İyi okumalar.
Bölüm şarkısı:Chris Brown Ft.Ariana Grande-Don't Be Gone Too LongNe beklediğimin hakkın en ufak fikrim yoktu.Belki biri geçer veya her hangi birşey umudu vardı.Canım sıkılmaya başladığında bilmem kaçıncı kez yaptığım gibi,tekrardan yola döndüm ve ilerlelemeye başladım.
Yavaş adımlarla,kendimi yormadan ilerlerken,bir kaç dakka dolmadan gürültülü bir motor sesi gelmişti.Sesin geldiği yöne çevirdiğim de kırmızı bir R8'in yaklaştığını gördüm.Güzel görünümü ve yeni cilası buradan bile belli oluyordu.Bana yaklaştıkça arabanın hızı yavaşlıyor,vites sayısı düşüyor gibiydi.
Yanımda durup yolcu koltuğunun camı aşağıya indi ve içinden,zengin,alnında resmen züppe yazan genç bir çocuk çıkmıştı.
"Güzel kaportanı oğlumun koltuğuna yerleştirip bir kaç tur atmaya ne dersin?"
Eli ile yolcu koltuğunu pohpohlayıp gelmemi işaret etti.Sesi sigara içmekten sikilmiş durumdaydı.Yüzümde istemsizce alaycı bir gülüş oluşmuştu.

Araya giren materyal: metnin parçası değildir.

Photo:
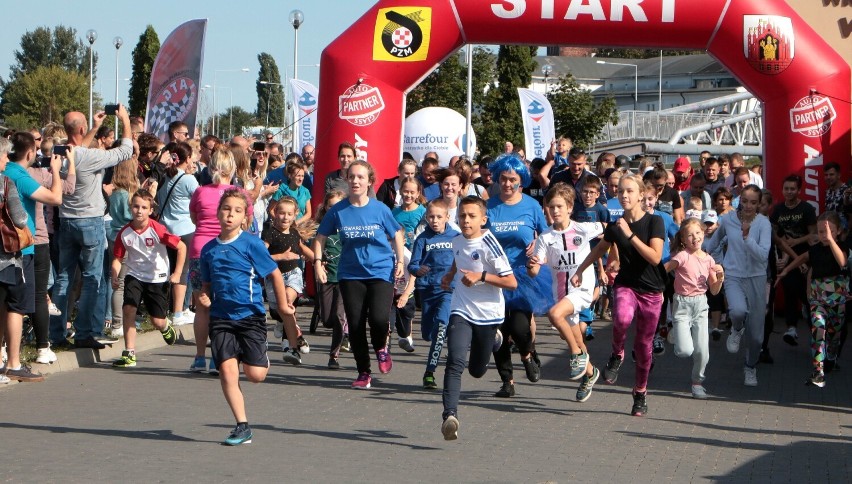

"Bu araba senin oğulun olmak için fazla mükemmel vs beni o arabaya sokabilme kapasitesini sende göremiyorum.Şimdi kıçına tekmeyi basmadan,siktir git."Arabanın içinde ki çocuk kahkaha atmaya başladığında ,arladan gelen RangeRover sesiyle gülüşü yarım kalmıştı.Duman arabasını durdurup,hızla indi ve R8'in yanına geldi.Boynunda ki damarlar en az elindekiler kadar belirgindi.Sinirden kasılmış çenesi ve sırt kasları herkesi korkutucak durumdaydı.
Bana sinirli bir bakış attığında,gözlerinde kahverenginden eser kalmadığını görmüştüm.Siyah leke her yerdeydi.Hızlı hareketlerle R8'in sürücü kapısını açıp,içeride oturan çocuğu sertçe arabaya yapıştırdı.Yaptığı hareketle araba bana doğru kaymış,camları kırılmıştı.Korkudan hızlı,hızlı nefes alıp,sakin kalmayı deniyordum.Göz irislerimin büyüdüğüne yemin edebilirdim.Onlarca ton ağırlığında ki arabayı bir vuruşta yerinden oynatmıştı.
Dizlerim titremeye başladığında,üzerime yaklaşmış olan arabaya tuttundum.Kafamı kaldırdığım da Duman bana bakıyordu.Şu an hiç birşeyden korkmadığım kadar ondan korktuğuma varlığım üzerine yemin edebilirdim.
Sinirli gözlerini benden çekip arabaya yağıştırdığı çocuğa döndü.Bir anda kaşlarımın çatık hali düzeldi ve gözlerinde bütün sinirler çekilir gibi oldu.Biraz önce ki halinden eser kalmamıştı.Kasılmaktan iyice genişleyen omuzları normal boyutuna dönmüştü."Buray," dedi kalın sesi ile.
Çocuğu ayaklarının üzerine bıraktığında kaşlarını çatan taraf ben olmuştum.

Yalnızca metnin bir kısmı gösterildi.